Because we’ve quantified the risk as "Balanced," we don't need to "break the bank" on controls. We use the frameworks to "right-size" our defense.

1. Leveraging Databricks DASF 3.0

• Control 1: Identity & Access Management (IAM).
• Application: We apply strict RBAC (Role-Based Access Control). Only the Marketing Analytics team can "talk" to this agent. This directly slashes our Threat Event Frequency.
• Control 5: Data Privacy Controls (PII Masking).
• Application: We don't give the agent the raw PII. We give it "Masked" data. It sees "Customer ID 12345" instead of "Sally Smith." The agent can still prioritize the IDs, but if the output is leaked, the Loss Magnitude is effectively zero because the data is de-identified.

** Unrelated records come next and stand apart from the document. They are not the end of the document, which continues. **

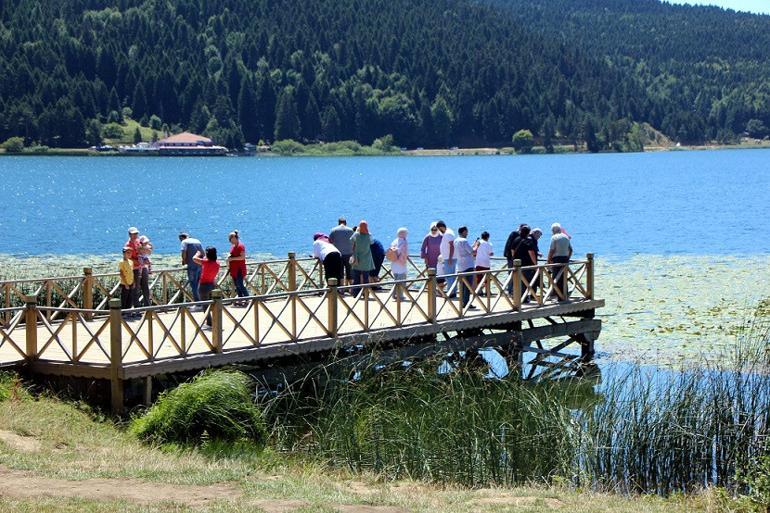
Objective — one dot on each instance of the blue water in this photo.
(706, 202)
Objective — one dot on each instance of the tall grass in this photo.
(651, 430)
(214, 406)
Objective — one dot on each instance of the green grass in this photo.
(215, 408)
(129, 127)
(647, 431)
(76, 444)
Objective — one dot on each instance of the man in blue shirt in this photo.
(189, 248)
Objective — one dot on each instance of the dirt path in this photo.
(25, 485)
(14, 483)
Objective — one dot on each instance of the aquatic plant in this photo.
(647, 430)
(216, 405)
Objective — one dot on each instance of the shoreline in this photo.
(440, 152)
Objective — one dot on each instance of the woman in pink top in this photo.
(431, 247)
(237, 263)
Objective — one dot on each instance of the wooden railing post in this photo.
(30, 324)
(331, 299)
(116, 357)
(517, 284)
(292, 271)
(216, 320)
(432, 285)
(88, 291)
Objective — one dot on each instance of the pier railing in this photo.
(71, 334)
(93, 291)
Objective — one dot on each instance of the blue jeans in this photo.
(240, 288)
(466, 291)
(449, 267)
(359, 278)
(193, 277)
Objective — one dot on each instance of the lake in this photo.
(616, 205)
(681, 236)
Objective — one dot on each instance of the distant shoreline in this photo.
(440, 152)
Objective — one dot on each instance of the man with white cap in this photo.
(559, 253)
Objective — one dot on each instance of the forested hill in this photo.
(429, 72)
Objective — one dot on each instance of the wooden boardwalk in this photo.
(73, 326)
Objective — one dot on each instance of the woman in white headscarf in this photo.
(398, 253)
(431, 247)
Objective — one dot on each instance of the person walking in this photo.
(526, 252)
(510, 244)
(145, 263)
(209, 271)
(483, 251)
(135, 245)
(431, 247)
(340, 236)
(447, 258)
(465, 264)
(559, 252)
(399, 253)
(378, 256)
(189, 247)
(362, 263)
(236, 262)
(126, 268)
(329, 256)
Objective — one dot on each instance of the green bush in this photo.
(14, 145)
(288, 147)
(216, 405)
(523, 141)
(112, 131)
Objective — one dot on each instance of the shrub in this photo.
(14, 145)
(523, 141)
(112, 131)
(287, 147)
(216, 405)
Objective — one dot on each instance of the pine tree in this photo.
(247, 111)
(286, 118)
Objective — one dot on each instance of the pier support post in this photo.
(517, 284)
(148, 391)
(88, 291)
(292, 271)
(30, 324)
(216, 320)
(116, 357)
(331, 299)
(432, 286)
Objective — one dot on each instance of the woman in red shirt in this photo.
(209, 272)
(237, 263)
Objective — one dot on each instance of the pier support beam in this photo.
(116, 357)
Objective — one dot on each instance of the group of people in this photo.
(202, 268)
(353, 256)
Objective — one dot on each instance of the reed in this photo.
(648, 430)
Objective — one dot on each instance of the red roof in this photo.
(185, 138)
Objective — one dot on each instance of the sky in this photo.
(756, 6)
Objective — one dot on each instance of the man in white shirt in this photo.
(465, 263)
(447, 257)
(328, 254)
(559, 253)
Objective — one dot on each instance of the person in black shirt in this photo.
(510, 245)
(526, 251)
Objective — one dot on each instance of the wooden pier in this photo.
(73, 326)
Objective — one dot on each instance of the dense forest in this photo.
(432, 73)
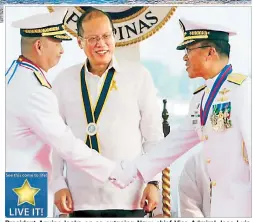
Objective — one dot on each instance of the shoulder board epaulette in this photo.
(42, 79)
(236, 78)
(199, 89)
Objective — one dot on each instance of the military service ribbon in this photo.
(215, 89)
(93, 116)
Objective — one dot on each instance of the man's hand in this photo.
(63, 201)
(150, 198)
(124, 173)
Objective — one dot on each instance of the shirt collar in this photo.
(114, 63)
(210, 82)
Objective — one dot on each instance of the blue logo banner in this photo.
(26, 194)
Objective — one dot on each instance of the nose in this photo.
(61, 49)
(100, 41)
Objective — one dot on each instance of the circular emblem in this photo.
(132, 24)
(91, 129)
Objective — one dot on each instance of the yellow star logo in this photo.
(26, 193)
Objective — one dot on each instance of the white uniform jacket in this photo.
(227, 153)
(194, 188)
(33, 123)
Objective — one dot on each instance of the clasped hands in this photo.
(124, 174)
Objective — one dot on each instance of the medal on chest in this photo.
(216, 120)
(92, 117)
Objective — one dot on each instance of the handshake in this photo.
(124, 174)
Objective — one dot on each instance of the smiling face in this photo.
(196, 58)
(97, 41)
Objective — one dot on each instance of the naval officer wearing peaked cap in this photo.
(33, 123)
(219, 115)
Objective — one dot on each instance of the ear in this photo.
(38, 46)
(212, 51)
(80, 42)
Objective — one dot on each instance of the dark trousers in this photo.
(108, 213)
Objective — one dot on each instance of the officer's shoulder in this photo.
(199, 89)
(237, 78)
(43, 82)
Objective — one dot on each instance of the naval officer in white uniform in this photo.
(194, 188)
(219, 115)
(33, 123)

2. Leveraging OWASP Top 10 for Agentic Applications (2026)

• Agentic-03: Broken Access Control.
• Application: We ensure the agent’s service account has Least Privilege. It can "Read" the specific marketing tables, but it has no "Write" or "Delete" permissions and no access to the HR or Payroll databases.

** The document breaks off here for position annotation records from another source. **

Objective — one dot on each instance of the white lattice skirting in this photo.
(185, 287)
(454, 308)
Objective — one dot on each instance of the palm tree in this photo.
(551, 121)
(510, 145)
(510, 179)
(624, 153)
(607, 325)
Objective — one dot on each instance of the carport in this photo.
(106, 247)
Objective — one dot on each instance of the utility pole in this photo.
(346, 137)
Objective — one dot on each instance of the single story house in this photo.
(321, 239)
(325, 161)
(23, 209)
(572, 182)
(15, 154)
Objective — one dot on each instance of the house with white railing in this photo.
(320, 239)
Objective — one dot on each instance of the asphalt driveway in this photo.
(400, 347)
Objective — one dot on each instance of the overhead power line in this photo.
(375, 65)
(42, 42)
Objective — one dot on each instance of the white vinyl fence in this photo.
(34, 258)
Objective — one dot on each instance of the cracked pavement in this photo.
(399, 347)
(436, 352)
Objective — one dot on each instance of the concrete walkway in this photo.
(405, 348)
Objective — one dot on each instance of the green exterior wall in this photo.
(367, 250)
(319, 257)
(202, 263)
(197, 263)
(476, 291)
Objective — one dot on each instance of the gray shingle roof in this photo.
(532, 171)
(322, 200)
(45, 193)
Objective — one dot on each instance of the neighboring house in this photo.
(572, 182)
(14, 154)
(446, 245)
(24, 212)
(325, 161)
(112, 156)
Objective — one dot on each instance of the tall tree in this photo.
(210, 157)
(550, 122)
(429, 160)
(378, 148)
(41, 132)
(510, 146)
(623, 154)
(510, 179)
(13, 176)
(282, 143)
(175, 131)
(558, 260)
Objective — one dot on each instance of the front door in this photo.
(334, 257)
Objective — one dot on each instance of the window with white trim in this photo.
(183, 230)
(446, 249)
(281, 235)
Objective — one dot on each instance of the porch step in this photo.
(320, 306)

Step 5: Decision Making (The "Green Light" Pitch)

As Advisor, this is the easiest report I’ll write all quarter:

"The Marketing Prioritization Agent is a High-Utility, Balanced-Risk asset. By removing external communication and using PII masking (DASF Control 5), we have reduced the Probable Annual Loss to a negligible level. We recommend immediate deployment. The productivity gains for the Marketing team outweigh the residual risk by a factor of 20:1. This is exactly how we use AI to empower the business without compromising our security posture."

Key Takeaways

• Contextualize Before You Categorize: Risk does not exist in a vacuum. Before assessing an agent, you must identify the Crown Jewels it touches. An agent summarizing public marketing PDFs carries a fundamentally different risk profile than one with "Read/Write" access to your production payment rails. Always map the agent to the business unit and the sensitivity of the data environment first.
• Autonomy is a Variable, Not a Binary: Stop asking "Is this agent safe?" and start asking "How much autonomy is cost-justified?" By using the spectrum of agent types—from Simple Reflex to Utility-Based—you can match the level of oversight to the complexity of the task. Higher autonomy requires higher control strength.
• Adopt the "Rule of Two" as Your Primary Heuristic: Meta’s framework is the most effective "triage" tool we have. If an agent hits all three properties—[A] Untrustworthy Inputs, [B] Sensitive Data, and [C] External Communication—it is a "Rule of Three" violator. These cases should automatically trigger a mandatory Human-in-the-Loop (HITL) requirement until specific mitigating controls (like context resets or output filtering) are verified.
• Quantification is the Antidote to Friction: The "Department of No" usually lacks data. When we apply the FAIR-AIR lens, we transform vague fears into a math problem:
  Risk=Loss Event Frequency×Loss Magnitude
  By showing the Board that a specific set of DASF 3.0 or OWASP controls can reduce a potential $10M"blackmail" scenario to a $50k residual risk, you aren't just securing the business—you’re enabling it to move at the speed of AI.
• Governance is a Productivity Multiplier: The time spent building an AI Governance committee and a risk-based intake process isn't "overhead." It is an investment in velocity. A clear framework decreases the friction between the business’s desire to innovate and the security team’s need to protect.
  
  

Final Thought

In the end, a risk-based approach to agents ensures that your team stays out of the headlines and stays focused on what matters: delivering value. We are moving into an era where "Agentic AI" will be the backbone of enterprise productivity. By applying FAIR principles today, we ensure that backbone is resilient, quantified, and—most importantly—governed.